But Darvish didn’t really care. The flight down from Boston, the expensive hotel, each and every lavish meal—it was all on MIT’s tab. Besides, it’s not like the minibar charges were going to be itemized on the bill. For all that the university bean counters would know back in Cambridge he drank a bunch of Diet Cokes and cracked open that fancy jar of pistachios. Better yet, the pistachios and the tin of macadamia nuts. Maybe even a Red Bull, too. How else was he supposed to work late into the night preparing for his major speech at the nuclear symposium?
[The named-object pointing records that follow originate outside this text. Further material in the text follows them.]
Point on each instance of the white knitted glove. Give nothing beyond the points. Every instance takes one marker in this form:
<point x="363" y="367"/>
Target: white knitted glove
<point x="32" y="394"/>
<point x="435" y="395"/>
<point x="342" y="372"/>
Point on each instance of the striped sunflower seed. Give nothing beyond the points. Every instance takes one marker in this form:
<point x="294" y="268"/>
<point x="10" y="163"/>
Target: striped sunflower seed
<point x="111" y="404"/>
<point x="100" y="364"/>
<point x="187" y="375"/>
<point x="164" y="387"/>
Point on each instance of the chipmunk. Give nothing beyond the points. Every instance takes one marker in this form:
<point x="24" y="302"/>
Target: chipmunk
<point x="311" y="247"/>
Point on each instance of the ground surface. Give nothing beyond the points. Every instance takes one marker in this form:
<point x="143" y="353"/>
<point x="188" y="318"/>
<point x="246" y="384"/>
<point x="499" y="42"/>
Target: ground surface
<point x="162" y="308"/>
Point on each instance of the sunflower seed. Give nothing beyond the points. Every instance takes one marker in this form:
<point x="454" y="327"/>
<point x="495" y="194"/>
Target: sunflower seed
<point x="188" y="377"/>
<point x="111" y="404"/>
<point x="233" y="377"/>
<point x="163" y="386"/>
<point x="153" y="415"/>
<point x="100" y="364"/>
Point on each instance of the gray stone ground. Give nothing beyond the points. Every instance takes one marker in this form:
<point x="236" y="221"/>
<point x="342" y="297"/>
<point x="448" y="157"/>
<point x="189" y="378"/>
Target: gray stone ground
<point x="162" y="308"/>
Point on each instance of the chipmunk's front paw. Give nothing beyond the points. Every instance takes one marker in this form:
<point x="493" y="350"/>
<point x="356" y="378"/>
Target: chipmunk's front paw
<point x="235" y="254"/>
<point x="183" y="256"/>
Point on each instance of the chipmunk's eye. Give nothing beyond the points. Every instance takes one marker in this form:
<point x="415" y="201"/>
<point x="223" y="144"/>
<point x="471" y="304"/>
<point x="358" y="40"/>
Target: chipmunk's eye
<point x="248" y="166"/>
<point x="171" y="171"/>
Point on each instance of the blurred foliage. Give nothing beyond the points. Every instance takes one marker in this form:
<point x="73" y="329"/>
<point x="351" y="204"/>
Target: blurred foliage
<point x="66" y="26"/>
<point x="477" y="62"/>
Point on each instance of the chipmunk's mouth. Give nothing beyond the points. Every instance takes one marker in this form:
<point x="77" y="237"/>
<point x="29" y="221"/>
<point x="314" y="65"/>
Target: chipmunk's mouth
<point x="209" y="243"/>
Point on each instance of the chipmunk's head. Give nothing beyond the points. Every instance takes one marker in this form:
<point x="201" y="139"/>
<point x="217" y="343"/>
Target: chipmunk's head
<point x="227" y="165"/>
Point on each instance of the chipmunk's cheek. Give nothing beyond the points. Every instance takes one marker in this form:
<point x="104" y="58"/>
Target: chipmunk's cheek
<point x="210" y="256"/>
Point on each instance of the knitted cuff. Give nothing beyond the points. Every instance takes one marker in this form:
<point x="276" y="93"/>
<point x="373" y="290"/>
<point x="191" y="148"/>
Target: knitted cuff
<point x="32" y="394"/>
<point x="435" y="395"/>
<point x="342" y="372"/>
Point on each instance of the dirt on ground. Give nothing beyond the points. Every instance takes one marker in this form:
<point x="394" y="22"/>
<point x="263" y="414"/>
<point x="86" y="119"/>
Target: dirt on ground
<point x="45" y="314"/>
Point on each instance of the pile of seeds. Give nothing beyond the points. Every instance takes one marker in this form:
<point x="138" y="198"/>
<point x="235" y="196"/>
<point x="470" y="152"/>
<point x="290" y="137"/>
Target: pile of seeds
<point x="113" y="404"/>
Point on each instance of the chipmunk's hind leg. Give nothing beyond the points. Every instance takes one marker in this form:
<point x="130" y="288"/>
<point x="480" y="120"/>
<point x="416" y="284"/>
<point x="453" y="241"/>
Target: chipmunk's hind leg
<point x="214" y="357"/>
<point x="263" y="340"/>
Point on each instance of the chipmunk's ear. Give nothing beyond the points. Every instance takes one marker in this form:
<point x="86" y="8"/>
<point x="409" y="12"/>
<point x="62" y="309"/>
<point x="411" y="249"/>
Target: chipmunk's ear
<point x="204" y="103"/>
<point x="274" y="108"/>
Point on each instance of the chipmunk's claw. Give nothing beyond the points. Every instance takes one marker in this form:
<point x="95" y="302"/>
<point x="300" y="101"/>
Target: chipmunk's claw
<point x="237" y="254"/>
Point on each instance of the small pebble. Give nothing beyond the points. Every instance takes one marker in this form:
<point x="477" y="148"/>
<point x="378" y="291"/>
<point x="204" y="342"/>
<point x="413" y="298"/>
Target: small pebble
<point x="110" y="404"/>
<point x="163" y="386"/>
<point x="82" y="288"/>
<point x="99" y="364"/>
“Is everything okay over there, Professor?” she asked from the large armchair behind him.
Darvish smiled. He loved that she was calling him that. Professor. Finally a woman who knew what really mattered in a man. Brains.
It was meant to be.
Normally he would’ve never introduced himself to her. Fear of rejection almost always got the better of his nerve. But there she was, sitting by herself at the bar earlier in the evening drinking a glass of pinot noir while reading a book—the same book he had just recently finished. The Alchemist by Paulo Coelho.
If that didn’t make it fate, then the fact that they shared the same homeland, as they quickly discovered, surely did. It was incredible, thought Darvish. Only in America could he meet the Iranian girl of his dreams.
Her name was Sadira, and she was drop-dead gorgeous.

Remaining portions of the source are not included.